Wer je mit Aussiedlern gesprochen hat, kann den Begriff „Deutschtümelei" nicht mehr in den Mund nehmen.
Wer weiß, was es bedeutet, die kulturelle, sprachliche und traditionelle Identität 40 Jahre lang nicht ausüben oder nicht uneingeschränkt ausüben zu können, der weiß auch, was es bedeutet, wenn diese Leute zu uns kommen wollen. Und wenn sie kommen wollen, dann haben sie einen Anspruch darauf.
Wir werden uns mit dem, was Frau Olms gesagt hat, noch einmal beschäftigen müssen. Sie hat hier als Abgeordnete gesagt, daß sie das Grundgesetz an dieser Stelle in Frage stellt. Das ist eine Grundsatzfrage; sie geht über die Thematik, die wir hier angesprochen haben, hinaus, wie vieles, was zu dieser Diskussion gesagt worden ist — vom Oberbürgermeister Schmalstieg bis zum Oberbürgermeister Rommel —, von dem weggeht, was sachlich vertretbar und politisch geboten ist.
Meine Damen und Herren, es kommt darauf an, klarzustellen, daß Aussiedlerpolitik gleichberechtigt zwei Zielen dienen muß: Einerseits muß sie den deutschen Mitbürgern, die ihr bisheriges Heimatland verlassen und die die Bundesrepublik Deutschland als Heimat wählen, einen Anspruch zu gewähren, und dieser Anspruch muß sich auch real erfüllen lassen, damit ihre Entscheidung respektiert wird. Dazu müssen wir sie wirklich schnell und umfassend in unsere Gesellschaft integrieren. Da sind Kommunen gleichermaßen wie Bund und Land gefordert mitzuwirken.
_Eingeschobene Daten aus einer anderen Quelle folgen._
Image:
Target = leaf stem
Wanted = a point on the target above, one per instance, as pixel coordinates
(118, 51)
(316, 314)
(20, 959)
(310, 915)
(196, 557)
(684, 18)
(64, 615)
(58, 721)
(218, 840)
Andererseits: Wir müssen auch die Politik der Bundesregierung unterstützen, in den Aussiedlerländern den Minderheitenschutz für nationale Minderheiten zu verstärken, um so den deutschen Bürgern, die in ihrer angestammten Heimat bleiben wollen, die Möglichkeit zum Bleiben zu geben und um keinen Druck auf Aussiedlung entstehen zu lassen. Wir werben keinen Aussiedler in die Bundesrepublik, aber wir respektieren und akzeptieren die Entscheidung jedes einzelnen Menschen, hierherzukommen, wenn er meint, hier bei uns leben zu wollen.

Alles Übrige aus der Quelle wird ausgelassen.